Translate between docstrings, classes, methods, and argparse.
positional arguments:
{sync_properties,sync,gen}
sync_properties Synchronise one or more properties between input and
input_str Python files
sync Force argparse, classes, and/or methods to be
equivalent
gen Generate classes, functions, and/or argparse functions
from the input mapping
optional arguments:
-h, --help show this help message and exit
--version show program's version number and exit
$ python -m doctrans sync --help
usage: python -m doctrans sync [-h] [--argparse-function ARGPARSE_FUNCTIONS]
[--argparse-function-name ARGPARSE_FUNCTION_NAMES]
[--class CLASSES] [--class-name CLASS_NAMES]
[--function FUNCTIONS]
[--function-name FUNCTION_NAMES] --truth
{argparse_function,class,function}
optional arguments:
-h, --help show this help message and exit
--argparse-function ARGPARSE_FUNCTIONS
File where argparse function is `def`ined.

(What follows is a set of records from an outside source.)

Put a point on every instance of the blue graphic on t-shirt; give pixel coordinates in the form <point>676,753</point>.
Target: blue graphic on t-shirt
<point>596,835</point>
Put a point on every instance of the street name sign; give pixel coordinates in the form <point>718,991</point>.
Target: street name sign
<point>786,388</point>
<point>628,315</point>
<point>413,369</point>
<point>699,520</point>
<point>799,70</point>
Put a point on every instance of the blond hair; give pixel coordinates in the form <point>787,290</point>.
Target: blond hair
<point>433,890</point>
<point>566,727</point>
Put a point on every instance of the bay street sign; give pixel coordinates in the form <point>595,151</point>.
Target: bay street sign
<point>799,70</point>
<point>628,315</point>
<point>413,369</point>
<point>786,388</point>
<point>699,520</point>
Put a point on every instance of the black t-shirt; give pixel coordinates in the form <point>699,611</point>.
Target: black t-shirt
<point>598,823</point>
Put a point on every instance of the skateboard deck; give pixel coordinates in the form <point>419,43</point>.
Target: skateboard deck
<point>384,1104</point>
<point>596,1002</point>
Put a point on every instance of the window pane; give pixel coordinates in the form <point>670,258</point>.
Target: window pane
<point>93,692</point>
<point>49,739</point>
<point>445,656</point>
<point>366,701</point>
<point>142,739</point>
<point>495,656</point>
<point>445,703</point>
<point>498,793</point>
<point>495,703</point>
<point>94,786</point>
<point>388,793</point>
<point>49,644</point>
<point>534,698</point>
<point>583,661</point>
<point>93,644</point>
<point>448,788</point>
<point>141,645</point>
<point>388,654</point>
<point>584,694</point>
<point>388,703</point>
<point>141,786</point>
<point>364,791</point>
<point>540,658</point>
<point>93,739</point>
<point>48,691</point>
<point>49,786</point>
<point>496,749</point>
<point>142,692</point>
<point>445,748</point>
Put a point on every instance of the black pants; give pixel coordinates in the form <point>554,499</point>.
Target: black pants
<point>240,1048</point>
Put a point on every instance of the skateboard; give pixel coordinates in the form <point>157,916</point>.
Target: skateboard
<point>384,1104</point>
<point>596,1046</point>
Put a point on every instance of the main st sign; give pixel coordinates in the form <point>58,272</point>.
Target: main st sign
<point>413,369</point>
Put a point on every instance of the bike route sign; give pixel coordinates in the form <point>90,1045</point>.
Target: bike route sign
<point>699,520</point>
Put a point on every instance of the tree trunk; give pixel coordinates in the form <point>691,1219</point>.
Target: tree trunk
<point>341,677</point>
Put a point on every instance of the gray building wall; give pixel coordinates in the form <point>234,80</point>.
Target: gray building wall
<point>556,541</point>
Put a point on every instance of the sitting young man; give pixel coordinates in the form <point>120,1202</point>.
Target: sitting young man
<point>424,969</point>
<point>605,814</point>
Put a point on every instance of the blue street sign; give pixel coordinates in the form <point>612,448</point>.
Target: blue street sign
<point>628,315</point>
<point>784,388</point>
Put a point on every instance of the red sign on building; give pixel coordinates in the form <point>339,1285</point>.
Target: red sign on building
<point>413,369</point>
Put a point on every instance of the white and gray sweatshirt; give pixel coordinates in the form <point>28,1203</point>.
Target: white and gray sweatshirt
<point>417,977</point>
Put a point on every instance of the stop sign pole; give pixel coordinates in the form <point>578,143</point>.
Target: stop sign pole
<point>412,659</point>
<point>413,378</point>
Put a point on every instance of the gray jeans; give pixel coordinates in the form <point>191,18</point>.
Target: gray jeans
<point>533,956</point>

--argparse-function-name ARGPARSE_FUNCTION_NAMES
Name of argparse function.
--class CLASSES File where class `class` is declared.
--class-name CLASS_NAMES
Name of `class`
--function FUNCTIONS File where function is `def`ined.

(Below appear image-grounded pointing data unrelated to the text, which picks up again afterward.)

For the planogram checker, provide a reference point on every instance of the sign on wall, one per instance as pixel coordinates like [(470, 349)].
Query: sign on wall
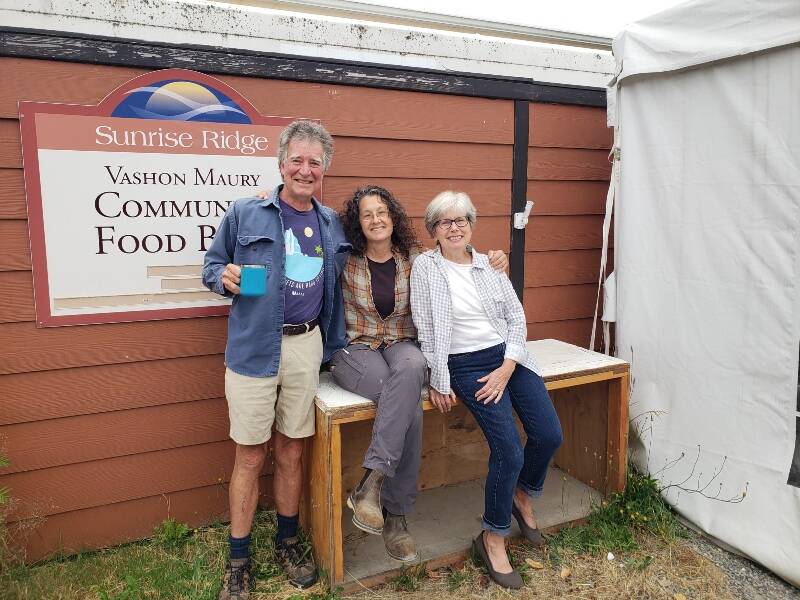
[(124, 197)]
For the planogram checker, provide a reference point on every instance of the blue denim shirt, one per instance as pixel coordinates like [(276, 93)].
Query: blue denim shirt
[(251, 232)]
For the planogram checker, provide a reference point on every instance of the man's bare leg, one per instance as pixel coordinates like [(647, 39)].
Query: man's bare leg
[(243, 491), (288, 475), (288, 483)]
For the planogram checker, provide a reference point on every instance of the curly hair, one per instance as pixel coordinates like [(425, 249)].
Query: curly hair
[(404, 239)]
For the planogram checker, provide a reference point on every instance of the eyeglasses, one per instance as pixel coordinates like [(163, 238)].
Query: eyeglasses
[(444, 224)]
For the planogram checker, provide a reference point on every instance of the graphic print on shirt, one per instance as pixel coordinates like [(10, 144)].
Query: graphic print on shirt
[(301, 269), (304, 265)]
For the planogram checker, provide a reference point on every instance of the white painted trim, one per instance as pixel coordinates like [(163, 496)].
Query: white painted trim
[(259, 29)]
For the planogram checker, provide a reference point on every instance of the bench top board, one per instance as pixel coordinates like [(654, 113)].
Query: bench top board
[(557, 360)]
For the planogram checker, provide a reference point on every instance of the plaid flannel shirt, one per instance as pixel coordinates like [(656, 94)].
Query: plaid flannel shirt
[(432, 307), (364, 323)]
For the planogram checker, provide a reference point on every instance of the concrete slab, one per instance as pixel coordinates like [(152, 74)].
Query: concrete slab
[(446, 519)]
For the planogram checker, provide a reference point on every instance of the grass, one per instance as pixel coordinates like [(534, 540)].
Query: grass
[(651, 561), (177, 562), (612, 526)]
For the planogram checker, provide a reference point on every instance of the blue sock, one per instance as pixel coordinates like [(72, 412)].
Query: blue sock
[(287, 527), (240, 547)]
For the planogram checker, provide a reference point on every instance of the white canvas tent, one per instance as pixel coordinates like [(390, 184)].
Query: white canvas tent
[(706, 105)]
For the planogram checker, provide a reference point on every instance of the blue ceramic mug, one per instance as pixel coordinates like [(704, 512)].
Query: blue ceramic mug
[(254, 280)]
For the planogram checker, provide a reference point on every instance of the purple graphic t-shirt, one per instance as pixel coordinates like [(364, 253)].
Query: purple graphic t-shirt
[(304, 280)]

--function-name FUNCTION_NAMES
Name of Function. If method, use Python resolution
syntax, i.e., ClassName.function_name
--truth {argparse_function,class,function}
Single source of truth. Others will be generated from
this. Will run with first found choice.
$ python -m doctrans sync_properties --help
usage: python -m doctrans sync_properties [-h] --input-filename INPUT_FILENAME
--input-param INPUT_PARAMS
[--input-eval] --output-filename
OUTPUT_FILENAME --output-param
OUTPUT_PARAMS
[--output-param-wrap OUTPUT_PARAM_WRAP]
optional arguments:
-h, --help show this help message and exit
--input-filename INPUT_FILENAME
File to find `--input-param` from
--input-param INPUT_PARAMS
Location within file of property. Can be top level
like `a` for `a=5` or with the `.` syntax as in
`--output-param`.
--input-eval Whether to evaluate the input-param, or just leave it
--output-filename OUTPUT_FILENAME
Edited in place, the property within this file (to
update) is selected by --output-param
--output-param OUTPUT_PARAMS
Parameter to update. E.g., `A.F` for `class A: F`,
`f.g` for `def f(g): pass`
--output-param-wrap OUTPUT_PARAM_WRAP
Wrap all input_str params with this. E.g.,
`Optional[Union[{output_param}, str]]`
$ python -m doctrans gen --help
usage: python -m doctrans gen [-h] --name-tpl NAME_TPL --input-mapping
INPUT_MAPPING [--prepend PREPEND]
[--imports-from-file IMPORTS_FROM_FILE] --type
{argparse,class,function} --output-filename
OUTPUT_FILENAME
optional arguments:
-h, --help show this help message and exit
--name-tpl NAME_TPL Template for the name, e.g., `{name}Config`.
--input-mapping INPUT_MAPPING
Import location of dictionary/mapping/2-tuple
collection.
--prepend PREPEND Prepend file with this. Use '\n' for newlines.
--imports-from-file IMPORTS_FROM_FILE
Extract imports from file and append to `output_file`.
If module or other symbol path given, resolve file
then use it.
--type {argparse,class,function}
What type to generate.
--output-filename OUTPUT_FILENAME, -o OUTPUT_FILENAME
Output file to write to.
- Add 4th 'type' of JSON-schema so it becomes useful in JSON-RPC, REST-API, and GUI environments
- Add 5th type of SQLalchemy model
- Add 6th type of routing layer
- Add 7th type of Open API (at this point, rename to
cdd-python
) - Move to https://github.com/offscale then upload to PyPi
Licensed under either of
- Apache License, Version 2.0 (LICENSE-APACHE or https://www.apache.org/licenses/LICENSE-2.0)
- MIT license (LICENSE-MIT or https://opensource.org/licenses/MIT)
at your option.
Unless you explicitly state otherwise, any contribution intentionally submitted for inclusion in the work by you, as defined in the Apache-2.0 license, shall be dual licensed as above, without any additional terms or conditions.